I have a function of two real variables which is given by the transformation rule $$f(x,y)=\frac{y}{1+x^2+y^2}.$$ I have to find the domain of $f$ which consists of all points $(x,y)$.

When I examine the function I would say the domain is $$|x,y \in \Bbb{R}^2:y\neq0, x \text{ are real numbers|}$$, but looking at the results-list it says that both $x$ and $y$ are real numbers. How come that is?
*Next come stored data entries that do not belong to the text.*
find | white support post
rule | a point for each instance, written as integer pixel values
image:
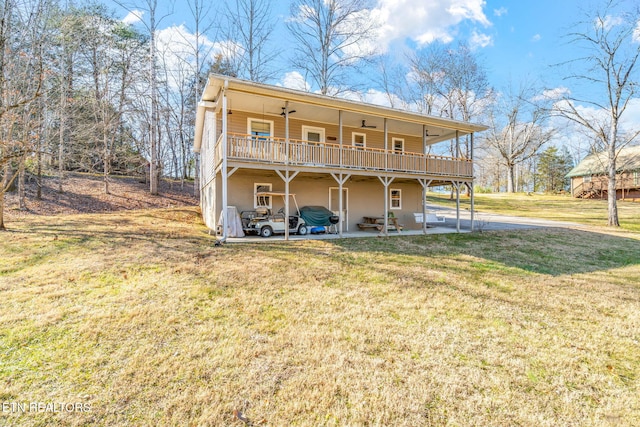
(386, 181)
(340, 136)
(287, 177)
(471, 189)
(457, 187)
(424, 183)
(341, 179)
(386, 145)
(286, 181)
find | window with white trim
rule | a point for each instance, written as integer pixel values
(313, 134)
(261, 201)
(398, 144)
(359, 139)
(260, 128)
(395, 196)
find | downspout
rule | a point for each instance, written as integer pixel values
(340, 184)
(225, 178)
(471, 190)
(386, 187)
(424, 188)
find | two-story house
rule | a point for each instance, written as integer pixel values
(353, 158)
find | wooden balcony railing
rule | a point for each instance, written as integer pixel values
(274, 151)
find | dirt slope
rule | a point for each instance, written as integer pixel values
(84, 193)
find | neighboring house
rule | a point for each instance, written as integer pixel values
(589, 179)
(255, 137)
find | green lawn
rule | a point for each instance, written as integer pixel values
(591, 212)
(141, 319)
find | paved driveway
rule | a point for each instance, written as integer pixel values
(489, 221)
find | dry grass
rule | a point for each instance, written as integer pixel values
(140, 316)
(592, 212)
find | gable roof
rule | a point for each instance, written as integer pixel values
(596, 164)
(322, 108)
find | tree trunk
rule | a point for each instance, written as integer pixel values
(21, 193)
(39, 169)
(611, 192)
(106, 161)
(3, 188)
(153, 176)
(511, 175)
(2, 227)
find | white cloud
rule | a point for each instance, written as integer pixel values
(295, 80)
(608, 22)
(176, 51)
(500, 12)
(425, 21)
(133, 17)
(556, 93)
(480, 40)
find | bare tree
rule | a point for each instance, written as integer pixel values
(23, 35)
(609, 66)
(154, 140)
(518, 129)
(332, 38)
(199, 11)
(249, 27)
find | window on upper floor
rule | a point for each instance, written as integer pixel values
(260, 128)
(260, 200)
(395, 195)
(398, 144)
(359, 139)
(313, 134)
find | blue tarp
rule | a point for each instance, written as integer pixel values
(316, 215)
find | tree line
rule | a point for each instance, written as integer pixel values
(80, 90)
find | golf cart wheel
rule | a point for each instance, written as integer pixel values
(266, 231)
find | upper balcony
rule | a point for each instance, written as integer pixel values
(273, 152)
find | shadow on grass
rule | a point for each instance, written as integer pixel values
(547, 251)
(544, 251)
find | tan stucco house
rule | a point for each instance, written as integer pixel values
(255, 137)
(589, 179)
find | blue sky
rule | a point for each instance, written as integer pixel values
(517, 40)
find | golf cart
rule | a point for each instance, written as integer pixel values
(263, 222)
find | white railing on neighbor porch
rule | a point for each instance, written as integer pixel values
(324, 155)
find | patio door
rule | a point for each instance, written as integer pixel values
(334, 204)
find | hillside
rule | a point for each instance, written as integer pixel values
(136, 316)
(84, 193)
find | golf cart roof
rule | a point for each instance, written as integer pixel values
(273, 193)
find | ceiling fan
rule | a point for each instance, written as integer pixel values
(283, 113)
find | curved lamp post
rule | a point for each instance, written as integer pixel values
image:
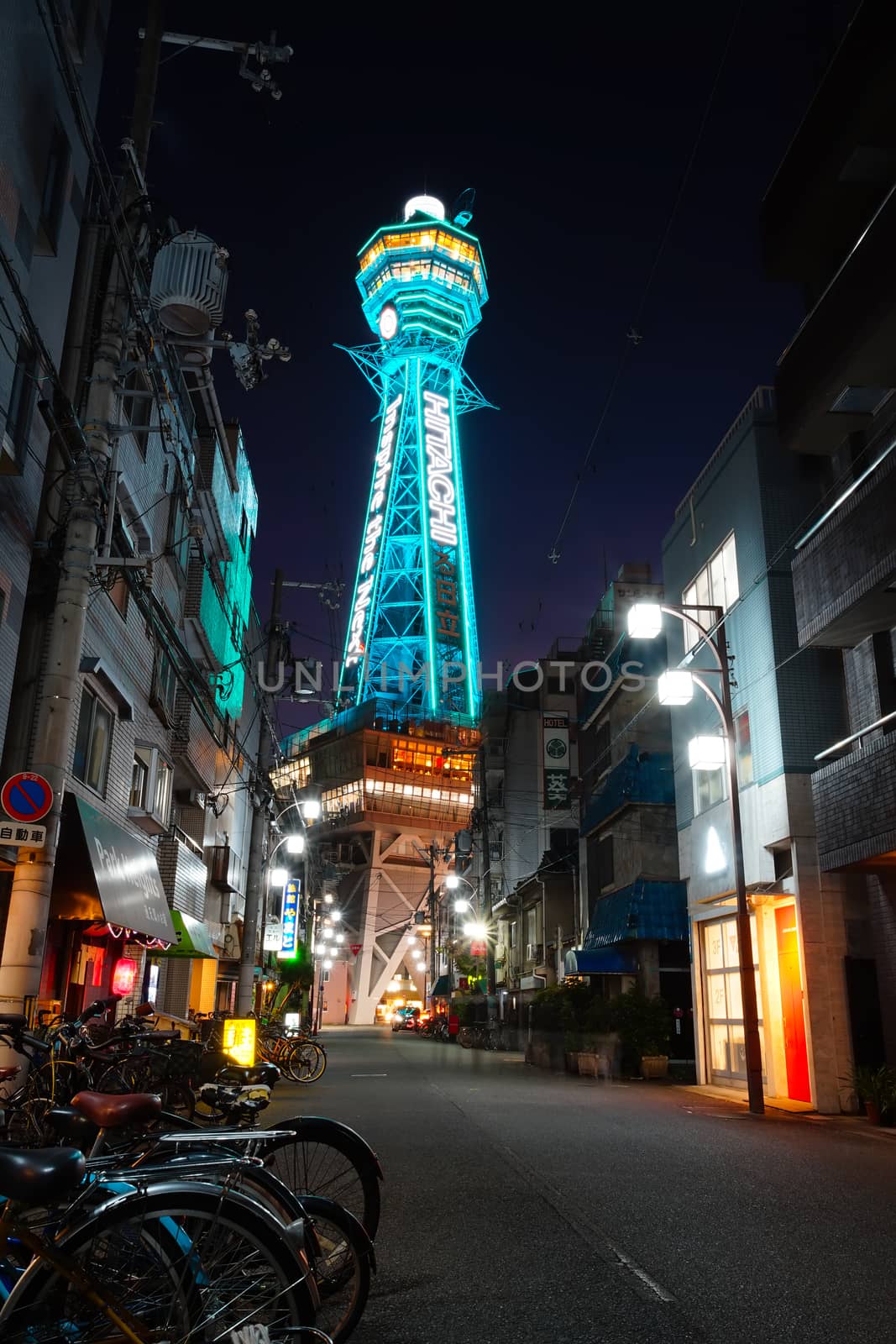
(676, 687)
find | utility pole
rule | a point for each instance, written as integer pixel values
(60, 699)
(261, 811)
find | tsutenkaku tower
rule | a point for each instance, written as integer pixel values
(411, 631)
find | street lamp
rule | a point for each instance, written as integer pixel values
(714, 753)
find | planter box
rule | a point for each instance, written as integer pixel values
(654, 1066)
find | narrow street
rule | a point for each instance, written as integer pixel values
(521, 1206)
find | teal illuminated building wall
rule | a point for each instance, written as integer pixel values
(411, 640)
(228, 580)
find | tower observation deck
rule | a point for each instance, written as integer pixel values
(411, 642)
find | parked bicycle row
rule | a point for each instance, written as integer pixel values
(190, 1075)
(136, 1223)
(486, 1035)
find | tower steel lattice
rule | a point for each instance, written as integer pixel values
(411, 640)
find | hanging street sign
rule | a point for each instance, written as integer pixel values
(26, 797)
(289, 921)
(31, 837)
(273, 938)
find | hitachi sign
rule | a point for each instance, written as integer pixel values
(439, 470)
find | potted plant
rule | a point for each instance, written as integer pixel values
(571, 1035)
(645, 1027)
(876, 1090)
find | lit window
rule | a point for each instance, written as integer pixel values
(93, 743)
(715, 585)
(150, 790)
(708, 790)
(745, 749)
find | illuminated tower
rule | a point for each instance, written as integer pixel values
(411, 629)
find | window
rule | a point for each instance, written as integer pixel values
(745, 749)
(602, 748)
(177, 539)
(150, 788)
(137, 409)
(605, 862)
(164, 685)
(708, 790)
(715, 585)
(20, 409)
(54, 192)
(93, 741)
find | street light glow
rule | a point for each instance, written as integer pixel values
(645, 620)
(707, 753)
(674, 687)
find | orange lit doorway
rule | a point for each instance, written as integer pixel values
(792, 1005)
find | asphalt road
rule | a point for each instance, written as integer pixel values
(521, 1206)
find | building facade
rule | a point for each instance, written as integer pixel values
(636, 931)
(730, 548)
(828, 225)
(154, 785)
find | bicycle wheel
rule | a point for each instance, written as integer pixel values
(340, 1254)
(331, 1160)
(176, 1263)
(305, 1062)
(177, 1100)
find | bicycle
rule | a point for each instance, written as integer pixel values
(192, 1260)
(338, 1250)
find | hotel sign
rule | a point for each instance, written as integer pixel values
(555, 730)
(289, 922)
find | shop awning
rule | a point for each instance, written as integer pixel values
(604, 961)
(98, 859)
(192, 938)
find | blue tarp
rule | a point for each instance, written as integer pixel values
(645, 909)
(606, 961)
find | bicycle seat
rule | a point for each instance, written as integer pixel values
(36, 1173)
(264, 1074)
(112, 1110)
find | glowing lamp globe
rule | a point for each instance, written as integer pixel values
(674, 687)
(645, 620)
(707, 753)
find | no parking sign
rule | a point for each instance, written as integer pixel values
(26, 797)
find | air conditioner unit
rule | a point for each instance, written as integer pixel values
(190, 797)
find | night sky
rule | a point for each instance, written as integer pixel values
(577, 141)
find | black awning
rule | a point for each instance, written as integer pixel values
(120, 869)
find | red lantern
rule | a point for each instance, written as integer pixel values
(123, 976)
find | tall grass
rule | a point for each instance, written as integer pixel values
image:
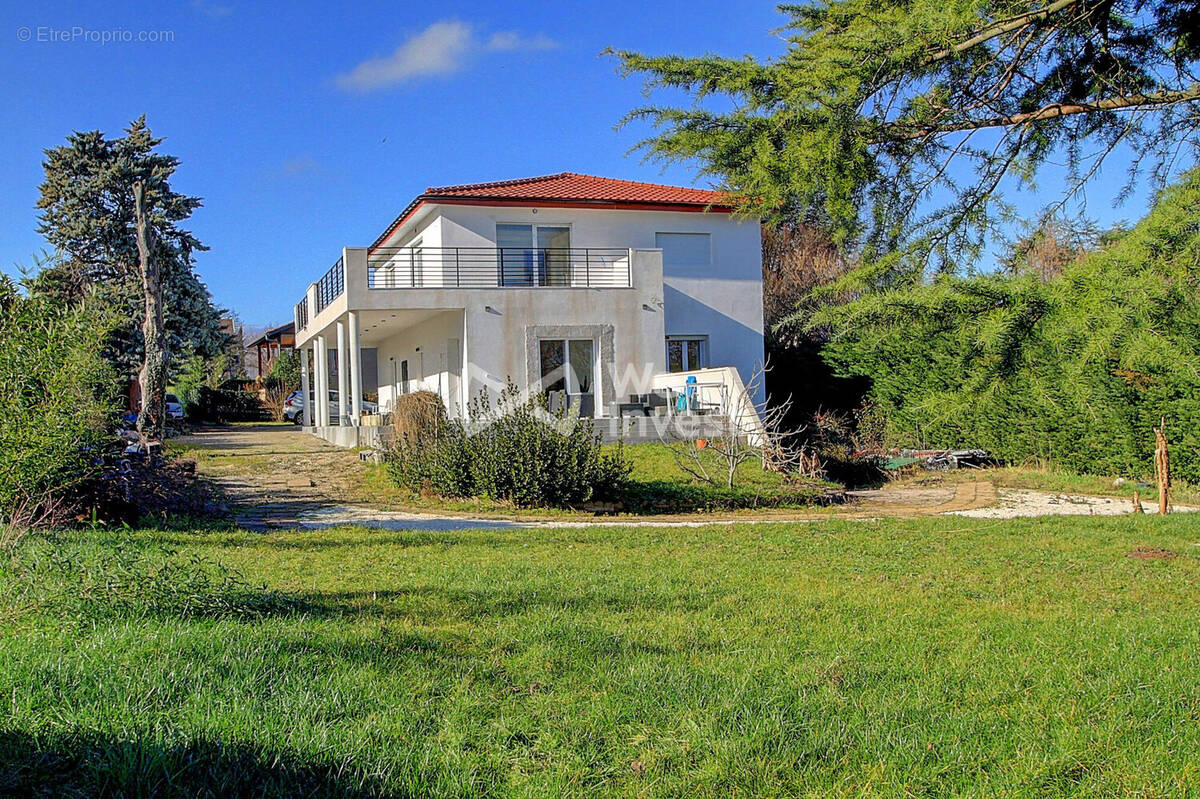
(901, 658)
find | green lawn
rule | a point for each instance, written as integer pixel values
(901, 658)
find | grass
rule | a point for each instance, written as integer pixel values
(1059, 481)
(899, 658)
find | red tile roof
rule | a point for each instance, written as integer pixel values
(571, 186)
(568, 190)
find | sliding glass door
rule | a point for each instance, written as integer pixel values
(568, 372)
(534, 254)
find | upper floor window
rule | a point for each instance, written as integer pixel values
(687, 353)
(685, 253)
(534, 254)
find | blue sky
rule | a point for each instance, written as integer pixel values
(299, 143)
(307, 126)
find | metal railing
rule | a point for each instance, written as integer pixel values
(390, 268)
(303, 313)
(331, 286)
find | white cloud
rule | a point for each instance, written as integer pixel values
(508, 41)
(441, 49)
(211, 8)
(299, 166)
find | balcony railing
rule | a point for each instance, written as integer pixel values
(331, 286)
(390, 268)
(303, 313)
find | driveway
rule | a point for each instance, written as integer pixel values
(276, 476)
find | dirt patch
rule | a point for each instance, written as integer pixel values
(1153, 553)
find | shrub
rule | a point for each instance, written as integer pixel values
(84, 580)
(516, 452)
(226, 404)
(58, 407)
(1077, 371)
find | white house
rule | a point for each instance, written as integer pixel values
(591, 288)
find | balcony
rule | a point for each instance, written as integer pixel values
(423, 278)
(403, 268)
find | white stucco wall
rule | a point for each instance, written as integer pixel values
(723, 301)
(432, 367)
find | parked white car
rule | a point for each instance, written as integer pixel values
(174, 407)
(293, 408)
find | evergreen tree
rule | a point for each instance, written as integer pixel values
(88, 215)
(895, 121)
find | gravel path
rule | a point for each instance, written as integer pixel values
(280, 478)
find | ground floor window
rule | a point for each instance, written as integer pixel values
(568, 367)
(687, 353)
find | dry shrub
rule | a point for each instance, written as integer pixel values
(417, 418)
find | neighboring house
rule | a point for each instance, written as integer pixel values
(589, 288)
(235, 348)
(268, 346)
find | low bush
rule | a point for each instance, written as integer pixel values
(515, 452)
(226, 406)
(87, 581)
(58, 403)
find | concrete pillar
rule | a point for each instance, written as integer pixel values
(322, 403)
(304, 389)
(343, 377)
(355, 371)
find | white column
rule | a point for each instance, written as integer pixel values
(355, 371)
(322, 400)
(304, 389)
(343, 378)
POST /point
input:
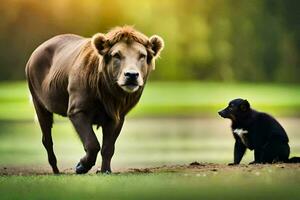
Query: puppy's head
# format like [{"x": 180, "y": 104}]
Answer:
[{"x": 236, "y": 109}]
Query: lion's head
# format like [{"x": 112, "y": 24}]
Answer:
[{"x": 128, "y": 56}]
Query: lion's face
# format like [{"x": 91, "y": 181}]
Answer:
[
  {"x": 128, "y": 65},
  {"x": 129, "y": 56}
]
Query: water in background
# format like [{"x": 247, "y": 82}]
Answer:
[{"x": 142, "y": 142}]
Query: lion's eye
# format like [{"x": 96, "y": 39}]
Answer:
[
  {"x": 142, "y": 56},
  {"x": 117, "y": 56}
]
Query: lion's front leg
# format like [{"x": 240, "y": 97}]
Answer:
[
  {"x": 111, "y": 131},
  {"x": 91, "y": 145}
]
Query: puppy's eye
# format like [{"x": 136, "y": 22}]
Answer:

This might be straightforward for some of you, but I can't seem to wrap my head around this on my own and hope some of you can help. Thanks in advance

  • 1
    $\begingroup$ The domain of a function is the set of values which the function can take as input. You're probably tasked with finding the maximal domain in $\mathbb{R}^2$. So you have to ask yourself, for which $(x,y)\in\mathbb{R}^2$ is the function $f$ you stated (not) defined. $\endgroup$ – blub Aug 10 '18 at 10:03
  • $\begingroup$ Why do you think $f$ should not take the value $0$. As long as the denominator in non-zero the functions is well defined. $\endgroup$ – Kavi Rama Murthy Aug 10 '18 at 10:03
  • $\begingroup$ However, if $x,y \in \Bbb{C}$, things will be a bit different. $\endgroup$ – twalberg Aug 10 '18 at 15:52

For the domain of the given function, the denominator must be different than zero, but :

$$1+x^2+y^2 \neq 0 \Leftrightarrow 1 \neq -x^2 - y^2$$

Note that $-x^2 -y^2 \leq 0 \; \forall \; x,y \; \in \mathbb R$ and since $1$ is a positive number, this can never equal it. There are no other constraints to check. Thus, the domain is $D_f = \mathbb R^2$.


We have $1+x^2+y^2 \ge 1 >0$ for all $(x,y) \in \mathbb R^2$. Hence $1+x^2+y^2 \ne 0$ for all $(x,y) \in \mathbb R^2$. This shows that $f$ is defined for all $(x,y) \in \mathbb R^2$.